Please be advised: if you use FrontPage to upload Perl programs to a server, you probably will corrupt the code, rendering your program inoperable (ie useless). Instead of FrontPage, use an FTP program to upload your software.

Permissions

This makes some people's eyes lose focus. But it's not that hard.

In fact, you don't even need to understand permissions to work with it.

When a script is uploaded to a server, give it 755 permissions. Your FTP program should have a help file to show you how to do this. With most FTP programs I'm familiar with, you highlight the uploaded file name and then either make a menu choice at the top of the window or screen, or right click and to make the menu choice.

Once you've made the menu choice, some FTP programs allow you to type in the permissions number. Others have you select radio buttons or use checkboxes to specify your permissions.

If you can type in the permissions number, type 755 (or 0755 if it won't accept 3 digits).

If radio buttons or checkboxes, select these:

Click the button that updates the permissions and you're good to go.

If you wish to use telnet or SSH instead of FTP to change permissions, navigate to the directory where the script file is at.
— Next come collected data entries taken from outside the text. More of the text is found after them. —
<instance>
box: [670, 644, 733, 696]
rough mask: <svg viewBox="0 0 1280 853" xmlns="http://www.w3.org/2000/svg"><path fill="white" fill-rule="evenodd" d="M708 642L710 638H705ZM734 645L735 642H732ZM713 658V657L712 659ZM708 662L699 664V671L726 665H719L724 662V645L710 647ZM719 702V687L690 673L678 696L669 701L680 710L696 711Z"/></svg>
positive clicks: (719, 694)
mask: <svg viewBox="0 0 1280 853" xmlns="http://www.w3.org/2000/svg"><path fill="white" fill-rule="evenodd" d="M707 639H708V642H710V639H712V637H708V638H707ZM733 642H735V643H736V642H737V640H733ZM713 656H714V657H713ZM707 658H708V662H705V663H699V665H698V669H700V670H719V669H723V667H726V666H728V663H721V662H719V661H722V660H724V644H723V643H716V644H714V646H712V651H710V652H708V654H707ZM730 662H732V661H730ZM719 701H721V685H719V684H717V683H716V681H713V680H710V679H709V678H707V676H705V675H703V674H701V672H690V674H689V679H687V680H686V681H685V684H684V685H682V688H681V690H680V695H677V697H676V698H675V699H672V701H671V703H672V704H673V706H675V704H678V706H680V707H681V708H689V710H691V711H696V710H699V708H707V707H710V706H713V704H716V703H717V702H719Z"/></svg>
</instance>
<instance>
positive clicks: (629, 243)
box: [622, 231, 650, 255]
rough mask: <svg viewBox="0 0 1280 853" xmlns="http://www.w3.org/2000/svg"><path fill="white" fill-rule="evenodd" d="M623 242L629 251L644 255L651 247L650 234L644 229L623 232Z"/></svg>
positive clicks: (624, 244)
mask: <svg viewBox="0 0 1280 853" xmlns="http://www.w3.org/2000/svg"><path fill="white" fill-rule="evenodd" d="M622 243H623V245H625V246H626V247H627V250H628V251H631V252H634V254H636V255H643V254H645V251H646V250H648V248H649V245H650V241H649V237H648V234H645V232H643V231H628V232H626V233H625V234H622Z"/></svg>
Then type


chmod 0755 filename

(replacing filename with the file or directory name whose permissions are to be changed).

A note about directory permissions --

When a directory is created with an FTP program, it is created with 755 permissions. That is exactly the permissions you want for virtually all Perl CGI scripts. Some scripts require 777 directory permissions, but those are in the minority.

To change directory permissions, use the above procedure, highlighting the directory name instead of a file name.